NEW YORK (MainStreet) – Who hasn’t experienced that pang of fear and stab of anxiety after you peer into your wallet or pocketbook, only to discover that your bank debit card isn’t there staring back up at you?
Hanging on to that card is important, especially given the prevalence of bank deposit account fraud.
According to the American Bankers Association, bank industry losses from debit card fraud hit an estimated $955 million in 2010, up from $788 million in 2008.
In addition, 96% of banks surveyed by the ABA say they had debit card losses in 2010.
But what if you had a smartphone app that could automatically – and immediately – disable your debit card the moment you discovered it was lost or stolen?
That’s the idea behind a new offering from Lubbock, Texas-based City Bank. American Banker reports that the bank has a mobile phone application that allows users to disable their debit cards remotely from a smartphone device.
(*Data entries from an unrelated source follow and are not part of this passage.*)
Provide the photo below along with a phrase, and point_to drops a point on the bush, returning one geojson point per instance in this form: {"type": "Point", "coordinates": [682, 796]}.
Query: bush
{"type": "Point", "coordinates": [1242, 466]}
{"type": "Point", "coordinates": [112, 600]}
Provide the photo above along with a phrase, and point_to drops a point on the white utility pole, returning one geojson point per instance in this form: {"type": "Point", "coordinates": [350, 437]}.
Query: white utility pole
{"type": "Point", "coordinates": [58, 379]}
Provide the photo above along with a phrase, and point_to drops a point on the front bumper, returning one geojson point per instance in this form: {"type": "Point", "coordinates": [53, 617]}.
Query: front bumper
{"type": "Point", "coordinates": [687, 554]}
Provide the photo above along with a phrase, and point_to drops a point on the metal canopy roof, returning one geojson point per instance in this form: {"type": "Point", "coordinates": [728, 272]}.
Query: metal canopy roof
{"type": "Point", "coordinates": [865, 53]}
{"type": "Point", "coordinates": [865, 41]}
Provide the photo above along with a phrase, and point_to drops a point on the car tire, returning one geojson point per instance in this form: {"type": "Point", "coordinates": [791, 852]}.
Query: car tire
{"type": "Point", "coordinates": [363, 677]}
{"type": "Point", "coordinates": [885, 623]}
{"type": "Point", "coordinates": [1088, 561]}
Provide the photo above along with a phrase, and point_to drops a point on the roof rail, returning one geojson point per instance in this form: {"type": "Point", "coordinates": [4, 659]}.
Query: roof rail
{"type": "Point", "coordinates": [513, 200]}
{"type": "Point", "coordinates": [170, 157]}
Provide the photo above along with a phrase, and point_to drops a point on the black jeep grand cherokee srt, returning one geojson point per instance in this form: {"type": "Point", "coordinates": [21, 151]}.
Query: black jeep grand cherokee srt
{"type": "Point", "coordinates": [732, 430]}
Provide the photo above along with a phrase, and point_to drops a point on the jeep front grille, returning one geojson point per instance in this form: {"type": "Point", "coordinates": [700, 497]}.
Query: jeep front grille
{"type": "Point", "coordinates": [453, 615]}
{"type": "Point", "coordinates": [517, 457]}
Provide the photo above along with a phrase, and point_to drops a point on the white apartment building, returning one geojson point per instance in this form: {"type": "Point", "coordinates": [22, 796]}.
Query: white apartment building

The app, which was released on a test basis in Texas earlier this week, enables users to simply touch a debit card icon on their smartphone and deactivate the card with another screen touch on the icon. When the danger has passed, and the debit card is found, the consumer can activate the card via the same process. The user can see when the card is deactivated, as the debit card image is dimmed when it’s shut off. When the plastic is reactivated, the image brightens considerably, letting the owner know the card is back in business.
Once the debit card is locked out, any thieves or fraudsters won’t be able to use the card at a point-of-sale purchase, at an ATM or when making an online purchase (or anywhere thieves can use the “credit” feature and avoid using the card’s PIN).
As American Banker attests, that certainly beats calling a 1-800 number and going through the laborious process of hunting your card down, and getting it back up again is no picnic, either.
City Bank, with $1.9 billion in assets, is at the forefront of an emerging trend among banks – letting users have more “remote control” over their bank accounts via their mobile phones.
If the idea gains traction (and why wouldn’t it?), expect more banks and credit card issuers to come up with bank card deactivation apps of their own.